(Toretsk) Ils semblent ne pas être à leur place, mais ils sont partout dans l’Est de l’Ukraine en guerre : les séniors faisant du vélo, pédalant sur de vieilles bicyclettes, refusant de se laisser aller au chaos ambiant.

Les frappes d’artillerie ont beau se faire entendre au loin et les véhicules blindés dévaler les rues, ces cyclistes refusent de fuir, projetant un semblant de normalité dans un paysage dévasté.

En banlieue de Kyiv, abandonnée fin mars par les forces russes, les journalistes de l’AFP avaient vu de nombreux corps de personnes à vélo, apparemment abattues alors qu’elles tentaient de poursuivre un rythme de vie normale dans des circonstances périlleuses.

« Rien ne m’a touché jusque-là », souffle Otari Iounachvili, cycliste de 77 ans rencontré à Toretsk, dans l’est de l’Ukraine, ses paroles laissant apparaître des dents en or et en argent sous une moustache grise.

Jeudi, huit personnes ont été fauchées par un obus russe tombé sur un arrêt de bus à Toretsk, selon le gouverneur de la région.
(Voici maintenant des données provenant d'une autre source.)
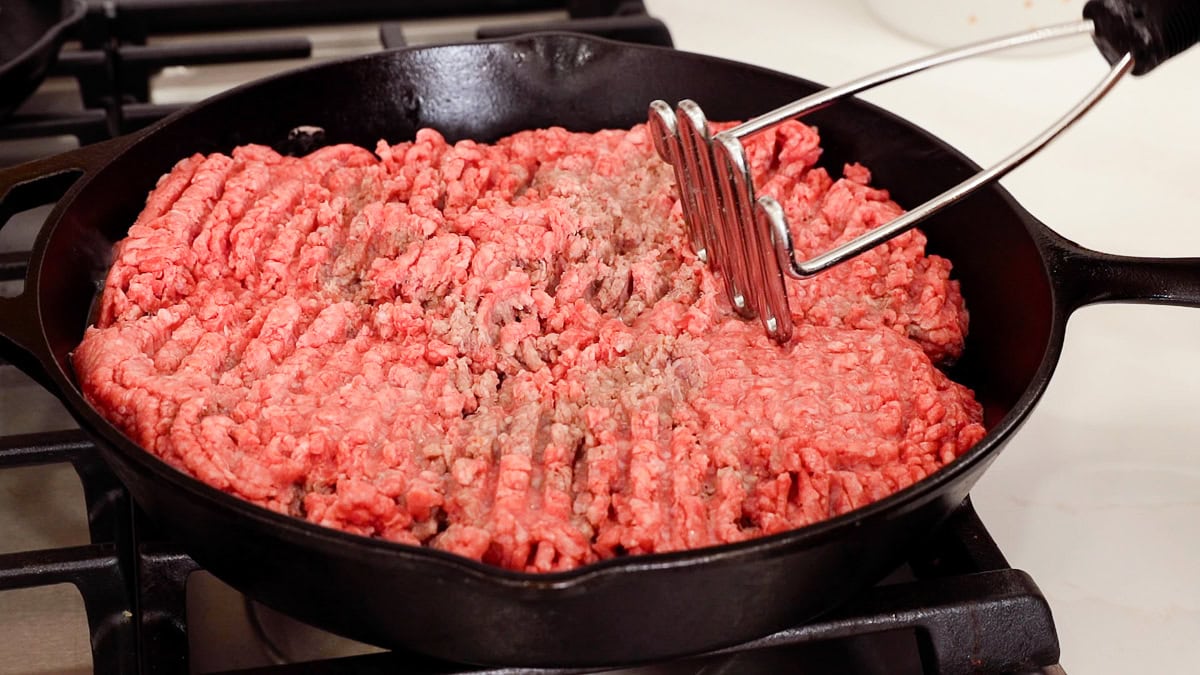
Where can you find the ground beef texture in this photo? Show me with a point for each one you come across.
(509, 352)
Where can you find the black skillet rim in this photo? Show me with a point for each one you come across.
(340, 543)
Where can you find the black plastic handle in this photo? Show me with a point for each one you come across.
(24, 186)
(1151, 30)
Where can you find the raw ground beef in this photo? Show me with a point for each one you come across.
(509, 351)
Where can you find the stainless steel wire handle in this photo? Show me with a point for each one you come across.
(748, 242)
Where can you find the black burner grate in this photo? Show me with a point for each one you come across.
(114, 63)
(957, 608)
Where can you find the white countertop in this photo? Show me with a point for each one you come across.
(1098, 496)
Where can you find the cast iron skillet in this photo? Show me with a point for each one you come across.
(1020, 279)
(31, 31)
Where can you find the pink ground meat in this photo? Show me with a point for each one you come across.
(509, 351)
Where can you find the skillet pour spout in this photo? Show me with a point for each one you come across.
(625, 610)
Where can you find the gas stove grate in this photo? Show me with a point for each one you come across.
(114, 63)
(957, 608)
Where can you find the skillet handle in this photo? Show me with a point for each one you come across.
(1085, 278)
(1151, 30)
(25, 186)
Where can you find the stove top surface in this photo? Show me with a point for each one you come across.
(1071, 500)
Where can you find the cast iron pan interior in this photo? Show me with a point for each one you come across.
(618, 611)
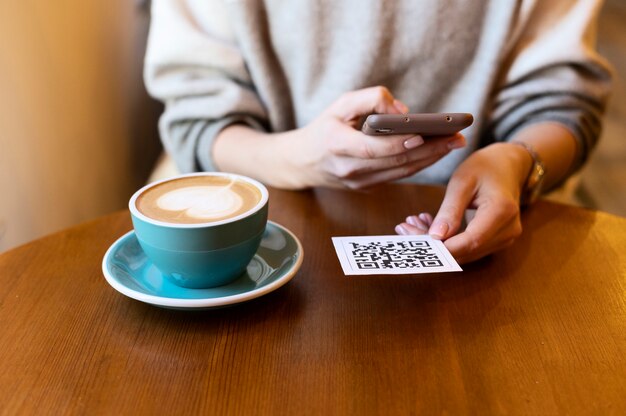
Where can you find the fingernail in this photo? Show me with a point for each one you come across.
(412, 219)
(427, 218)
(438, 230)
(416, 222)
(456, 143)
(401, 230)
(400, 106)
(413, 142)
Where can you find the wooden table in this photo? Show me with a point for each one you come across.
(537, 329)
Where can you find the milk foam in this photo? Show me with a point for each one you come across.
(202, 202)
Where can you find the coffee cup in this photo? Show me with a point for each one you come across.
(200, 230)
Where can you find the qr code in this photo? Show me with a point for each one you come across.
(394, 255)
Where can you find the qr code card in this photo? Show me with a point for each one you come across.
(393, 254)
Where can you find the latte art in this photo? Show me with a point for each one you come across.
(198, 199)
(206, 203)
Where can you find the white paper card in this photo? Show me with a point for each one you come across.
(393, 254)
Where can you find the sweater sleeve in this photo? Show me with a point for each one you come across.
(194, 66)
(554, 73)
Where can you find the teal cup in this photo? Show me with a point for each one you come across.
(207, 253)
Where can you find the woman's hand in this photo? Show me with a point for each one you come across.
(331, 151)
(489, 181)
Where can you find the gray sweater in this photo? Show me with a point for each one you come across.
(276, 64)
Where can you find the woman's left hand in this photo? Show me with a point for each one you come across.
(490, 182)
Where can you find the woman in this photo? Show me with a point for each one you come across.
(275, 89)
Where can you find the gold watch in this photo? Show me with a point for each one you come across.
(534, 182)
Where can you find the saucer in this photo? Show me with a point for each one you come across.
(130, 272)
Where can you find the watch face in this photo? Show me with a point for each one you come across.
(534, 183)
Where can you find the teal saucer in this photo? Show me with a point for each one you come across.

Dans la nuit qui a suivi, des magasins ont été détruits par de nouveaux bombardements, selon les locaux.

Vendredi matin, les équipes de nettoyage étaient au travail, déblayant débris et briques sous un nuage de poussière. Une équipe balayait les lieux, alors que le duel d’artillerie entre Russes et Ukrainiens se faisait entendre au loin.

Les cyclistes, eux, regardent tranquillement les travaux alors même que des voitures se pressent pour quitter la ville, des affaires accrochées au toit.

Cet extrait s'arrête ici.